When I was 4 years, 4 months and 14 days old, my Dad died.
I have to be precise to make sure I don't forget what little memories I have left.
I am the youngest of 8 children. Two families with 3 siblings on one, 2 on the other and they joined up and made us three. Two don't talk to the other 6 and 3 don't see the other 3 that often.
But still, family is what we are, once united by grief, then torn apart by politics.
It was considered lucky that I was only 4 years, 4 months and 14 days old when my Dad died. I managed to escape all the fights over the will. All the slander over my Dad's fidelity. All the rumours of half-siblings. All the despair over who should have what possessions. All the rows in Italian; my Mother frantically trying to find the phrase book to try and find and way of saying "We need this banking document".
I wish I was lucky to not have had to witnessed it first hand. I wish I didn't see my Mother in despair, worrying how she was going to feed us let alone how she was going to pay the enormous mortgage, on a house that my Dad had purchased in the April before his death.
But I did see. I watched as a 4 year old.
I'd only known love. I'd only known a Mother and Father. From the 5th July 1988, all the love I received was tinged with guilt. Sadness for not having a Father, pity for not knowing what was going on around me.
But only, I did know what was going on. From that day on, I was no longer a child. I was a girl who's Dad died of a heart attack at 51.
Each member of my family before me have each had there own personal issue with our Father dying. Each had there own scenario which has scared them for life. My Brother discovered my Dad, my Sister had tried to revive him. Everyone else was just too late to get to him.
But I've never been able to tell mine, until now.

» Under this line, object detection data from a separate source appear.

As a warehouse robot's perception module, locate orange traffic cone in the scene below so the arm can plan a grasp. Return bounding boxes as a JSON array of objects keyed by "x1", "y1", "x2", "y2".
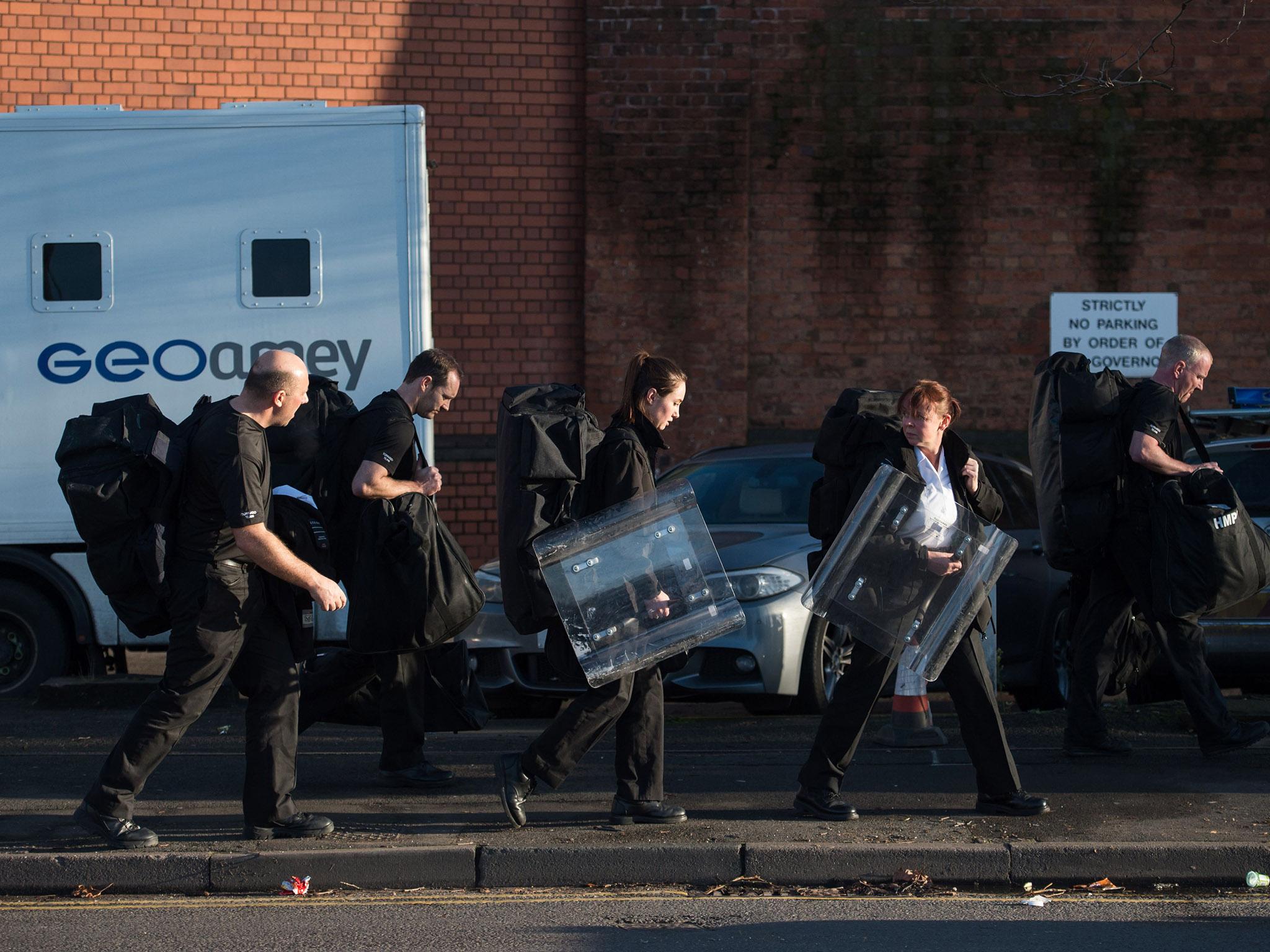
[{"x1": 870, "y1": 647, "x2": 949, "y2": 747}]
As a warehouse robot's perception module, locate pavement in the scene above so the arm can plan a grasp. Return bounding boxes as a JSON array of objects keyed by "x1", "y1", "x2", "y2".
[{"x1": 0, "y1": 685, "x2": 1270, "y2": 895}]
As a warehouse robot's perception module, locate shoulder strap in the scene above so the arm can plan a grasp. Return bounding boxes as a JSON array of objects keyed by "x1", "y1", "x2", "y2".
[
  {"x1": 1177, "y1": 403, "x2": 1213, "y2": 464},
  {"x1": 411, "y1": 431, "x2": 440, "y2": 517}
]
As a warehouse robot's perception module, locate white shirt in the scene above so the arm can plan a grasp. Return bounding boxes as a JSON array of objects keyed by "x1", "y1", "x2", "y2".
[{"x1": 900, "y1": 449, "x2": 956, "y2": 550}]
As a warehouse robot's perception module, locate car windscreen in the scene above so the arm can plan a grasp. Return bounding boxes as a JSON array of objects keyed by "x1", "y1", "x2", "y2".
[
  {"x1": 662, "y1": 457, "x2": 824, "y2": 526},
  {"x1": 1209, "y1": 444, "x2": 1270, "y2": 517}
]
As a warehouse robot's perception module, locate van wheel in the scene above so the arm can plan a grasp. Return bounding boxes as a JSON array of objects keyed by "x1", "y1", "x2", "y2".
[
  {"x1": 1013, "y1": 601, "x2": 1072, "y2": 711},
  {"x1": 0, "y1": 579, "x2": 69, "y2": 697},
  {"x1": 797, "y1": 614, "x2": 851, "y2": 713}
]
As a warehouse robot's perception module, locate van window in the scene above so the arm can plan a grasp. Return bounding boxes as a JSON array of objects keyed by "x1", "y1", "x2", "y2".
[
  {"x1": 239, "y1": 229, "x2": 321, "y2": 307},
  {"x1": 252, "y1": 239, "x2": 313, "y2": 297},
  {"x1": 30, "y1": 229, "x2": 114, "y2": 311},
  {"x1": 42, "y1": 241, "x2": 102, "y2": 301}
]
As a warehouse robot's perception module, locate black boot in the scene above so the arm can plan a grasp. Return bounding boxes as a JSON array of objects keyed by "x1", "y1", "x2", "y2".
[
  {"x1": 1199, "y1": 721, "x2": 1270, "y2": 757},
  {"x1": 242, "y1": 814, "x2": 335, "y2": 839},
  {"x1": 608, "y1": 797, "x2": 688, "y2": 826},
  {"x1": 75, "y1": 802, "x2": 159, "y2": 849},
  {"x1": 974, "y1": 790, "x2": 1049, "y2": 816},
  {"x1": 494, "y1": 754, "x2": 538, "y2": 829},
  {"x1": 794, "y1": 787, "x2": 859, "y2": 821}
]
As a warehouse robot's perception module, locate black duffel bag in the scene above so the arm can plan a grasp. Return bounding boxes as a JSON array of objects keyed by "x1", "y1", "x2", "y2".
[
  {"x1": 1150, "y1": 470, "x2": 1270, "y2": 618},
  {"x1": 344, "y1": 493, "x2": 485, "y2": 654}
]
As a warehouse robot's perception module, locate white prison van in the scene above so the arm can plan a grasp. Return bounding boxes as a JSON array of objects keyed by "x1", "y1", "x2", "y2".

Except what has scarred me is that I don't have a story. I was asleep the entire time the heart attack took my Dad and killed him. I was only 4 years, 4 months and 14 days old. In some way, this makes me feel distant from my siblings. I don't have a story to tell, because I was doing what every other 4 year old was doing. Sleeping and dreaming of My Little Pony.

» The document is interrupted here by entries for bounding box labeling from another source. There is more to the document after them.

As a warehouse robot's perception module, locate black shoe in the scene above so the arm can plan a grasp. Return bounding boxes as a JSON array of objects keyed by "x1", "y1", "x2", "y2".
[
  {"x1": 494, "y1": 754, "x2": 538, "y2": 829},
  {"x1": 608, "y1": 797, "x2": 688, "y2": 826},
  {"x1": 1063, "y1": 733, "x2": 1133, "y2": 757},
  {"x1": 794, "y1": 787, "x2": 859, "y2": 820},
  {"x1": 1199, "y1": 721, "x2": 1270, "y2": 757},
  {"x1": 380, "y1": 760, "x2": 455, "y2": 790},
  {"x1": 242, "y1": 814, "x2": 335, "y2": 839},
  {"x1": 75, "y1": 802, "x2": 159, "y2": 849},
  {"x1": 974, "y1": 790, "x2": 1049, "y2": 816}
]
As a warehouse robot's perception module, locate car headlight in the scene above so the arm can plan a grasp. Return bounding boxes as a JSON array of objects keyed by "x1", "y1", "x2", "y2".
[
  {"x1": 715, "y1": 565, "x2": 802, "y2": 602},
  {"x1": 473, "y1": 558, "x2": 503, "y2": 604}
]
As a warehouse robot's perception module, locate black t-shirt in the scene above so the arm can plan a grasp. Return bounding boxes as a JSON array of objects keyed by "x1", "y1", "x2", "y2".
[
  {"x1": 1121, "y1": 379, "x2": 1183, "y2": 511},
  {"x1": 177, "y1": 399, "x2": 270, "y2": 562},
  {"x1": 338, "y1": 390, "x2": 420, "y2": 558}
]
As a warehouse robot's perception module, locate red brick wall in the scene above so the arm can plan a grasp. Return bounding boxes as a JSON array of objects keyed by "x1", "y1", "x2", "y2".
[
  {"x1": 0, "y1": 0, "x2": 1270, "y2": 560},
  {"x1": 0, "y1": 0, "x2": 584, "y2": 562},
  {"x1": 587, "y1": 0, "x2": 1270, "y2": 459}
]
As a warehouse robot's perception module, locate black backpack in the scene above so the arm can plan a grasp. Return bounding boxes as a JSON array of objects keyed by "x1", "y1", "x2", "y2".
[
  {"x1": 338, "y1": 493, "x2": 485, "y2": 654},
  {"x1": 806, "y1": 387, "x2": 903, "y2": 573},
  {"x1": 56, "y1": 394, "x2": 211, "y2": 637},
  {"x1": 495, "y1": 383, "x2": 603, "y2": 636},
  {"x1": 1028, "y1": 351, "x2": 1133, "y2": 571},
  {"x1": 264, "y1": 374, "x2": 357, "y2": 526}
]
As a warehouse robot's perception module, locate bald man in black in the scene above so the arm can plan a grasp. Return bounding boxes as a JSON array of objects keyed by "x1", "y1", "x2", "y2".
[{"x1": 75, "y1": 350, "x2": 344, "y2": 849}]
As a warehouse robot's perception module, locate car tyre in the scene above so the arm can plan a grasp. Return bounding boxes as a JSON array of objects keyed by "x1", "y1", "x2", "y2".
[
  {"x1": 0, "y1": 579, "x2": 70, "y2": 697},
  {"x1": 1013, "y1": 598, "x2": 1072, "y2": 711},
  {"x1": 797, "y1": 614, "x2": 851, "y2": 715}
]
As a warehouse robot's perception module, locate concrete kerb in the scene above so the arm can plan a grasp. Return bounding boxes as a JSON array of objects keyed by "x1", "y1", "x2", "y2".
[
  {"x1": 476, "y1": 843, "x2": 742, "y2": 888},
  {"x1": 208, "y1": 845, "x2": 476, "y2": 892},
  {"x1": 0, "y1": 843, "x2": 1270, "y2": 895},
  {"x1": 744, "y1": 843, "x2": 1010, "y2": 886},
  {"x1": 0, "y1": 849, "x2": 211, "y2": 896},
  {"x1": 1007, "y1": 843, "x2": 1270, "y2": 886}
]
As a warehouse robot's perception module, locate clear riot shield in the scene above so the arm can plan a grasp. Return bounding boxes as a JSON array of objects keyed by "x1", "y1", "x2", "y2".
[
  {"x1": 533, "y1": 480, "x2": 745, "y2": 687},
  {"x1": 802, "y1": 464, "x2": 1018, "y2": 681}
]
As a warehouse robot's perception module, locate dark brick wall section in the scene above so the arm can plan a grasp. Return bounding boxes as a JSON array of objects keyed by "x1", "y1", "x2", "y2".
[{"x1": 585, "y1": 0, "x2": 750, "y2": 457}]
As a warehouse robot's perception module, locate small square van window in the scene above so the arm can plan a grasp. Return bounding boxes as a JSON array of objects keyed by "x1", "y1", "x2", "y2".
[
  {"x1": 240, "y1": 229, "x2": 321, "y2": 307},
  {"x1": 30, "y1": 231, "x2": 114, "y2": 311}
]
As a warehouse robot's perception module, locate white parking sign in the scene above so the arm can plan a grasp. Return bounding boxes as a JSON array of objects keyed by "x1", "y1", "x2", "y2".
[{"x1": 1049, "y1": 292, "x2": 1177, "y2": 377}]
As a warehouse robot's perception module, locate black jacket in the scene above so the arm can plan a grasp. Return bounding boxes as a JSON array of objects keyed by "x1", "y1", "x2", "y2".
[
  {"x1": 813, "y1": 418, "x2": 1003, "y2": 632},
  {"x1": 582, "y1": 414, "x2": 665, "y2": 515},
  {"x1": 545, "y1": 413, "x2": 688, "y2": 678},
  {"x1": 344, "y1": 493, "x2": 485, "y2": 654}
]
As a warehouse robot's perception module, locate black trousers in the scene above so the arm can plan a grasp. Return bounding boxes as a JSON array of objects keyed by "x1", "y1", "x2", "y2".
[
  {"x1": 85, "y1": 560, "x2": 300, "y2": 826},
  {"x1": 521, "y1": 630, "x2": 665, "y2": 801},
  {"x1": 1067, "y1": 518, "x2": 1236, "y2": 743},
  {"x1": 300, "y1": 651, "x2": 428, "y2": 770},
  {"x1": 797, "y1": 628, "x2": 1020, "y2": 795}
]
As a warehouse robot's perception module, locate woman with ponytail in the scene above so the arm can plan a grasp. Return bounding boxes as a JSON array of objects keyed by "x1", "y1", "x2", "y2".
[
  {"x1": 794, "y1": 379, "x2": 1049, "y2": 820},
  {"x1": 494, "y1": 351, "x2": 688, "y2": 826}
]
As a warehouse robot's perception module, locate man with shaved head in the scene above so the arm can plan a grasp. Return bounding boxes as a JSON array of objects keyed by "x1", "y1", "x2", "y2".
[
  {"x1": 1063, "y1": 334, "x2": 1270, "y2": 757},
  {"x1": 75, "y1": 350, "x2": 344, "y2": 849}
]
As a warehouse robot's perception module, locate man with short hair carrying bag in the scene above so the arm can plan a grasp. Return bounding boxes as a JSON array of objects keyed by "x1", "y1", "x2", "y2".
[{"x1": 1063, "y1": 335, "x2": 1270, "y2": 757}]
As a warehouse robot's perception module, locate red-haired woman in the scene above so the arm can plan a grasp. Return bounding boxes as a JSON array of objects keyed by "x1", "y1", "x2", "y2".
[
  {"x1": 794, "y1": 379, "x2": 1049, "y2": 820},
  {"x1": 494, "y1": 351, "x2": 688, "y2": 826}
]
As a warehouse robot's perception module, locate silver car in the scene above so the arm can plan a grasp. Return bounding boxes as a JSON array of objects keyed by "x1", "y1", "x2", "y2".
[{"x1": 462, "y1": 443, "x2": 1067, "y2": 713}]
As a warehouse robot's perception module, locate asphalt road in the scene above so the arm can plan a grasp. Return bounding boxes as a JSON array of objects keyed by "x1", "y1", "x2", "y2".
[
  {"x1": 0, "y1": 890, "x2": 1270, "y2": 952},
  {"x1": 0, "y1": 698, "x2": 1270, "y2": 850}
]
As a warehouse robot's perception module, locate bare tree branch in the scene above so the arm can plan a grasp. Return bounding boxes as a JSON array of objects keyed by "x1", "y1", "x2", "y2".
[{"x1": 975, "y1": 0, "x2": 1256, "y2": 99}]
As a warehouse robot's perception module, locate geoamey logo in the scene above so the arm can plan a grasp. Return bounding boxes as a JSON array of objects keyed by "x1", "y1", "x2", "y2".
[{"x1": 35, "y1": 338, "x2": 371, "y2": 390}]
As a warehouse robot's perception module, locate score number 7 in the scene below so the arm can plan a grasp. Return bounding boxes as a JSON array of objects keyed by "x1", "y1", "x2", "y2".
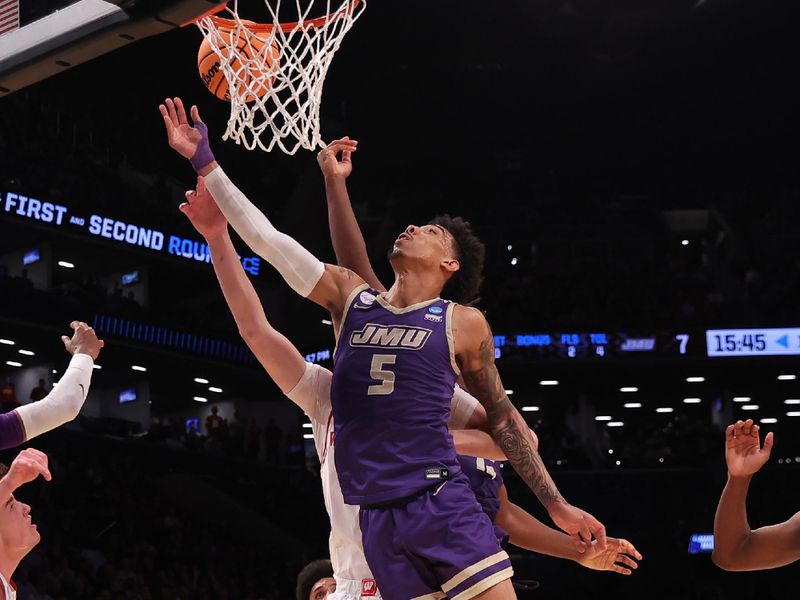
[{"x1": 367, "y1": 354, "x2": 397, "y2": 396}]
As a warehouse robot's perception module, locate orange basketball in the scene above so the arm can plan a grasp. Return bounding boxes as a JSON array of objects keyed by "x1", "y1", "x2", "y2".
[{"x1": 197, "y1": 30, "x2": 280, "y2": 102}]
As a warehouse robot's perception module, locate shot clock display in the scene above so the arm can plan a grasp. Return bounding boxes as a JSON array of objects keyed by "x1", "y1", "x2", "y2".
[{"x1": 706, "y1": 328, "x2": 800, "y2": 357}]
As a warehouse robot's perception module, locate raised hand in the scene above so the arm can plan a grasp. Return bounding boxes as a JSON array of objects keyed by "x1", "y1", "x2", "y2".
[
  {"x1": 178, "y1": 177, "x2": 228, "y2": 240},
  {"x1": 548, "y1": 501, "x2": 606, "y2": 553},
  {"x1": 61, "y1": 321, "x2": 106, "y2": 360},
  {"x1": 317, "y1": 136, "x2": 358, "y2": 179},
  {"x1": 158, "y1": 97, "x2": 214, "y2": 172},
  {"x1": 3, "y1": 448, "x2": 53, "y2": 491},
  {"x1": 578, "y1": 537, "x2": 642, "y2": 575},
  {"x1": 725, "y1": 419, "x2": 774, "y2": 477}
]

Memories. My visions of my Dad are fading. They are sometimes brought more vibrant when a family member talks of him. Something he used to do or something he didn't do. Even still, it is something that makes me remember him a little bit longer.
I often hear from my Brothers and Sisters, that 'There is no way I could remember such and such' or 'You were too young to remember that'. And for some of it, that's true.

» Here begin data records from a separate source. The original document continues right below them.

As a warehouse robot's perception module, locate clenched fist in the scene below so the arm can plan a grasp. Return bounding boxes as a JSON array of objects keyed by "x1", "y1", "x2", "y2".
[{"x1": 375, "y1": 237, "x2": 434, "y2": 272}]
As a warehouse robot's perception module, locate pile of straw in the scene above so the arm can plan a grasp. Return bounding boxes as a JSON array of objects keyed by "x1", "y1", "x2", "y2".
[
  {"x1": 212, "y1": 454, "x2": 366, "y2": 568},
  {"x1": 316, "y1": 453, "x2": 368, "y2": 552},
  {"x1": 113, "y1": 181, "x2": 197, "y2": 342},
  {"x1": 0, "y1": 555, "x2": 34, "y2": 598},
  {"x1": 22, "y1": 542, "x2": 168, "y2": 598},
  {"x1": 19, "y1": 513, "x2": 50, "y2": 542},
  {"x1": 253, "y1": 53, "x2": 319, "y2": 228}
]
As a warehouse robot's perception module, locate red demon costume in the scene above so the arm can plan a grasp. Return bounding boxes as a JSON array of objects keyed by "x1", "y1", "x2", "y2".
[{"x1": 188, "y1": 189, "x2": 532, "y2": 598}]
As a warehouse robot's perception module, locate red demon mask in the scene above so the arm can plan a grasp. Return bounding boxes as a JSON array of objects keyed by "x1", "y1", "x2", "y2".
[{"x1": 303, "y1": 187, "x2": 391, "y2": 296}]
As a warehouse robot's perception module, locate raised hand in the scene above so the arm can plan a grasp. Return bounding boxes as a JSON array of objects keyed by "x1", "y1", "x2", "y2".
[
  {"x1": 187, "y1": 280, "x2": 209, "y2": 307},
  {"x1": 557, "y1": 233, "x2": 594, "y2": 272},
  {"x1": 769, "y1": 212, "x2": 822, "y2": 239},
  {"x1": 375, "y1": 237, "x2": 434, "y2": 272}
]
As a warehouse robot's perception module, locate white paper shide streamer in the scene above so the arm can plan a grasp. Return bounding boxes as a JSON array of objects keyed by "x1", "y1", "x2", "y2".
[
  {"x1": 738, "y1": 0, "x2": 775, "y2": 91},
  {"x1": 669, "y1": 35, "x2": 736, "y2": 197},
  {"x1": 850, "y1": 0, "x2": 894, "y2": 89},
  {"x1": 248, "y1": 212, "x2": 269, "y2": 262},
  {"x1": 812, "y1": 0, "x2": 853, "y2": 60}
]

But I remember walking across a bridge over the Thames, sitting on his shoulders. Dad immaculately dressed in a suit, with coiffed hair lacquered to within an inch of its receding life. I think I have a red coat on. It was cold. But the picture is now silent. I don't remember the noise around us.
I remember being in the bath with him as an 18 month old. It wasn't weird back then. It was the bonding time we had with Dad when he got back from working long hours in his restaurant. I remember the gold chain he worn whilst in the bath, not worrying to take it off.
I remember the heavy set frown and laughter lines, which my older Brother now has himself. I remember tracing my finger in the grooves of skin and wondering where they came from.
But his voice.
His Voice. That is something I don't remember.
I wish I could hear him.
If he was alive today, I would imagine it to be raspy from the secret smoking he would no doubt be doing. Words still thick with an Italian accent. R's would be rolled and he would probably only speak to us In his Mother tongue.
That is what makes me jealous and sometimes separate from my Brothers and Sisters. It sometimes hurts my heart to know that they might still grasp some sound of him. They might be right that I wont remember everything they know. But at least they might remember what he talked like. What it sounded like when he said 'I love you'. I wish I remembered him saying my name.
I'm not writing this as moan to my family. I'm writing it because this is the first time I've had the courage to say anything at all. Because even though I was only 4 years old, I did lose a Father. I went through everything everyone else did. Just because I was only 4 years old, didn't make that any easier.
I love my Dad with all my heart. He wasn't perfect and nothing ever is. But in my memory of the two of us walking over the bridge, I can pretend for a moment it was.